Vibe Coding SaaS MVPs: The Ultimate Guide

The complete guide to building SaaS MVPs using vibe coding methodology for rapid development.

intro who i am and where work is going

hi, i’m walid. i co‑founded ay automate and i’m also the co‑founder of humanoidz, our venture studio. after scaling the business, i now manage the team and keep the work flowing smoothly day to day. i spend my time talking to people, listening for the real problems under the surface, and shaping simple, agent‑powered systems that save time, cut costs, and unlock growth. i lead discovery calls, scope clearly, write clean proposals, and make sure handoffs to the build team are tight and aligned.

i mostly work with fast‑moving teams who are overwhelmed by repetitive workflows and curious about ai, but don’t have the hours to figure it all out. think founders, coos, and operators in ecommerce, saas, services, and ops‑heavy spaces. my style is direct, collaborative, and calm. no pressure. just clarity, options, and next steps.

on linkedin, i share behind‑the‑scenes builds, real use cases, and honest notes about agents and automation. i try to keep it practical and close to the work.

the future of work, simply

  • work is shifting from clicking to orchestrating. we’ll spend less time doing and more time deciding what should be done.
  • agents won’t replace judgment. they’ll make room for it. the value moves to problem framing, taste, and systems thinking.
  • small teams will feel bigger. an operator with good prompts and clean processes becomes a force multiplier.
  • the winners will be boring on purpose. simple, reliable systems beat flashy tools. consistency compounds.

if you’re overloaded and want space to think again, we can start small. map the flow, remove the drags, and let agents handle the busywork. keep what matters human.

Prompt Pack 2.0 polished and ready to paste

Kickoff: clarify the idea

I'm planning to build [describe your app briefly]. Ask clarifying questions to identify users, core jobs-to-be-done, must-have features for an MVP, and success criteria.

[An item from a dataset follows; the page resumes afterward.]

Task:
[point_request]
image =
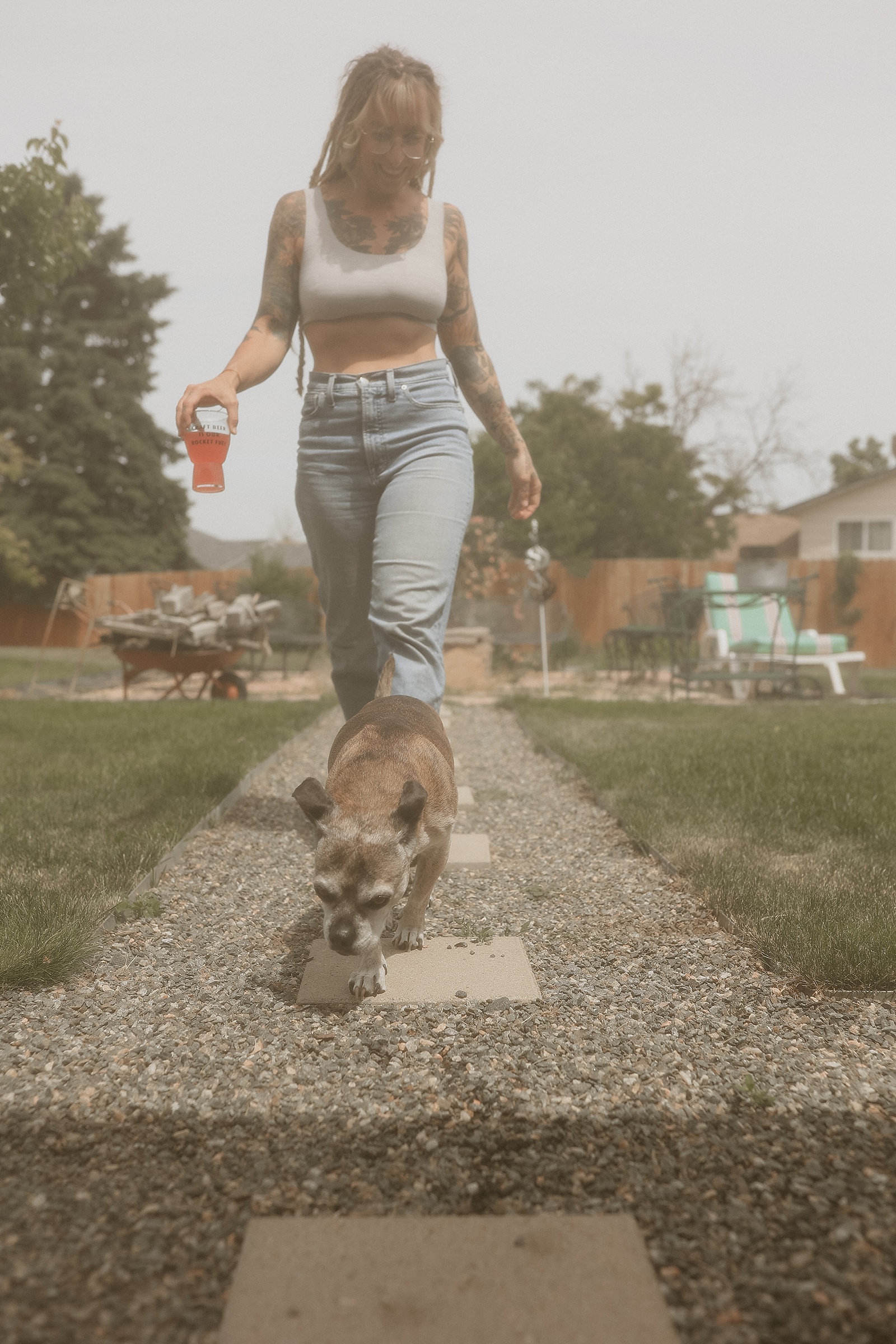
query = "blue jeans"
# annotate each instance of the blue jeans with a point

Summarize open questions and propose a lean MVP scope.

Create a PRD from the discussion

Based on our conversation, draft a concise PRD that includes:
1) Goals and non-goals
2) Target users and primary JTBD
3) MVP feature list and user flows
4) Key screens and states
5) Data model (entities, fields, relationships)
6) Tech notes and constraints
7) Risks and assumptions
Keep it under 2 pages. Use bullet points. End with a checklist I can review.

Tech stack evaluation

Recommend a stack for rapid MVP delivery with good AI tooling. Compare 2 options (One-shot vs Guided) across:
- Speed to first prototype
- Developer ergonomics
- Hosting and cost
- Scalability to v1
Propose: FE, BE, DB, Auth, file storage, and infra. Call out trade-offs and what I'd likely change post-MVP.

Project setup in Cursor

Create a Next.js + TypeScript project with Tailwind and ESLint. Plan first, then apply:
- App directory structure
- Shared UI components folder
- API routes scaffold
- Env var placeholders (.env.example)
- Minimal layout and theme
After changes, print the exact commands to run dev and a sanity checklist.

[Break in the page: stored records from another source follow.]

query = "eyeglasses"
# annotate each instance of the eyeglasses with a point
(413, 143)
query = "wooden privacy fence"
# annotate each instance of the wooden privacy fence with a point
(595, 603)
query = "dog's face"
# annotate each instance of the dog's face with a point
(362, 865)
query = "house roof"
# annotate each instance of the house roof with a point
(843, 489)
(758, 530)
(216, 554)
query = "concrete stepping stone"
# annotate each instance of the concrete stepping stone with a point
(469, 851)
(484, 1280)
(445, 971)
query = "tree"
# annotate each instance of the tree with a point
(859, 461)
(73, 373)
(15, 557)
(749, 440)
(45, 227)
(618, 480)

Generate the Home screen component

Build a responsive Home screen with:
- Header with product name and tagline
- Primary CTA button “Find Recommendations”
- Recent activity section with empty state
- Bottom nav (Home, Favorites, Profile)
Use Tailwind classes, semantic HTML, and accessible labels. Return a single self-contained React component.

Core recommendation flow

Implement a flow where the user selects mood, cuisines (multi-select), and price range, then clicks “Show Recommendations.”
Requirements:
- Local state management
- Validation and disabled state while loading
- Call a stub recommend() service and render results list with empty and error states
Return component code and a stub service with types.

Backend API endpoint (filter + simple ranking)

Create /api/recommend that accepts mood, cuisines[], priceRange.
- Load a JSON dataset of ~20 restaurants
- Filter by cuisines and price
- Rank by mood keyword matches in description
- Return top 10 items with score
Include TypeScript types and basic input validation.

Replace mock data with Google Places later

Plan the steps to swap mock data with Google Places:
1) Add env vars for API key
2) Server-side fetch by user location
3) Map Places fields to our Restaurant type
4) Rate limit and caching strategy
5) Error handling and fallbacks to mock data
Output code snippets for each step without executing them yet.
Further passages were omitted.